Nous observons ces contradictions tous les jours en ouvrant le journal ou la TV. A chaque seconde, nous voyons un acte de violence et un geste de tendresse. A chaque seconde, une naissance et une mort, un mariage et un deuil, un sauvetage et une catastrophe, etc. Où est Dieu dans tout cela ? De quel côté est-il dans son silence ? Etant la conscience miséricordieuse de tout, il est le seul à pouvoir supporter l'asymétrie entre le bonheur et le malheur, l'injustice qui divise ceux qui n'ont rien et ceux qui ont beaucoup, la répartition inéquitable des chances, de la santé, de la liberté, la simultanéité du bonheur et du malheur. L’Ecclésiaste est le livre des paradoxes de la vie. Il affirme que le bonheur n'est rien, et ailleurs que la seule chose que l'homme puisse faire de raisonnable dans la vie, c'est de prendre de la joie et du plaisir. Il déclare que sagesse et folie sont identiques, et ailleurs que la sagesse est plus précieuse que tout... C'est cette observation des contradictions de la vie qui lui fait affirmer que « tout est vanité » (Ec 3.19). Vanité... mais non pas abandon, ni découragement. Bien au contraire, le livre de l'Ecclésiaste est un constant appel à vivre. Sa dynamique se résume dans cette phrase : « Pour être prêt à espérer dans ce qui ne trompe pas, il faut d'abord désespérer de tout ce qui trompe »(3).
Désespérer de tout ce qui trompe
La maladie dont souffre l'homme est sa propre nature(4). La vie humaine sans Dieu est une prison, celle de l'angoisse. L'homme est enfermé dans le ghetto du manque d'estime de soi qu'il compense par un surcroît de consommation. La tentative désespérée de l'homme pour fonder en lui-même son existence ne fait que le renvoyer de façon plus humiliante et plus inexorable à sa condition de créature et à sa misère. L'Ecclésiaste imagine même une hypothèse invraisemblable pour justifier son message.
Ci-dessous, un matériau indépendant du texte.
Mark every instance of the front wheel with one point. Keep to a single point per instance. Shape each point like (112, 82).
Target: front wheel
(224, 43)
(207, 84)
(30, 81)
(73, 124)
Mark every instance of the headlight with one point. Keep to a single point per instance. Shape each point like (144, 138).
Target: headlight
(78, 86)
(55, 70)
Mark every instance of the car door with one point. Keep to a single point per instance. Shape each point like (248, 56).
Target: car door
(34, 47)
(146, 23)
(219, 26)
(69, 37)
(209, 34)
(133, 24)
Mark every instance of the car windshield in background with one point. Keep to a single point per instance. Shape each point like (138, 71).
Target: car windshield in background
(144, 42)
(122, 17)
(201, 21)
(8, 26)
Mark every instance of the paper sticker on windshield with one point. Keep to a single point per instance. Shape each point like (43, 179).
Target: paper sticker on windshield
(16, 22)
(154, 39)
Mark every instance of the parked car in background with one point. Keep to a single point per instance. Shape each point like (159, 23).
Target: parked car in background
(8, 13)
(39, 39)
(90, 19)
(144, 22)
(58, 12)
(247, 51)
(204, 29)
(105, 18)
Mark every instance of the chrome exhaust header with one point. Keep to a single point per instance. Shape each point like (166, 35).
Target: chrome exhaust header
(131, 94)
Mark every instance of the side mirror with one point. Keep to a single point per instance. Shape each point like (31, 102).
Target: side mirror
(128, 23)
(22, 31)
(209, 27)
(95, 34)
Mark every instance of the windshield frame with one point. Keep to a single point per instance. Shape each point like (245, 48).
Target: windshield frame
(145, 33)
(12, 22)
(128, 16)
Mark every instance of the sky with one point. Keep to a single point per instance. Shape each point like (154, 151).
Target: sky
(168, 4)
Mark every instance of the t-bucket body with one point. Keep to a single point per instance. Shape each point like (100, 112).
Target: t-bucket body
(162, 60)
Il suppose un homme qui aurait 100 enfants et qui vivrait 2'000 ans... Malgré ce cumul de vie, d'expériences et de richesses, il n'y a pas d'avantage pour lui car tout est vanité (Ec 6.3, 6).
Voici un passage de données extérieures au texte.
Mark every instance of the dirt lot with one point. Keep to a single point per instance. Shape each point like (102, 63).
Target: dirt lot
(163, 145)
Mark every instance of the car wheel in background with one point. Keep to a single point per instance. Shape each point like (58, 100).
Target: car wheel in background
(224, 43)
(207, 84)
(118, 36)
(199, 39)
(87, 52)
S'attacher à ce qui ne trompe pas
L’Ecclésiaste est une invitation à vivre en relation avec Dieu, à redécouvrir en Dieu un Père et, par là, à retrouver le chemin de son être profond. Il ne saurait y avoir d’entente entre les hommes aussi longtemps que l’individu n’aura pas retrouvé son identité devant Dieu. Celui qui s’est séparé de Dieu ne peut échapper au cercle vicieux de l’angoisse et de l’autodévaluation. « Crains Dieu, écoute sa parole » (Ec 12.13). C'est le seul point fixe, le seul point stable. Toute l'existence humaine se ramène à cela. En dehors de cela l'homme n'est rien... « Ce qui fait exister l'homme, ce qui lui donne en même temps une vérité et une réalité, ce qui le crée, c'est sa relation avec Dieu... C'est tout l'homme, car une fois dépouillé de tout ce que nous avons rencontré comme étant vanité, il ne reste rien d'autre »(5). Vanité de la vie humaine repliée sur soi. Vanité d'une religiosité de surface, ou d'une religion enfermée dans un légalisme autojustificateur.
L'Ecclésiaste dans le Nouveau Testament
Un texte du Nouveau Testament résume particulièrement bien l'Ecclésiaste : « La création a été soumise à la vanité... » (Ro 8.20-23). Le message de l'ensemble du Nouveau Testament souligne que c'est bien ce monde-là (le monde de la vanité) que Dieu aime. C’est le monde de la vanité que Dieu est venu habiter en Jésus-Christ. C’est le monde de la vanité que Dieu veut sauver et transfigurer par sa bienveillance et, par là, donner sens à notre existence.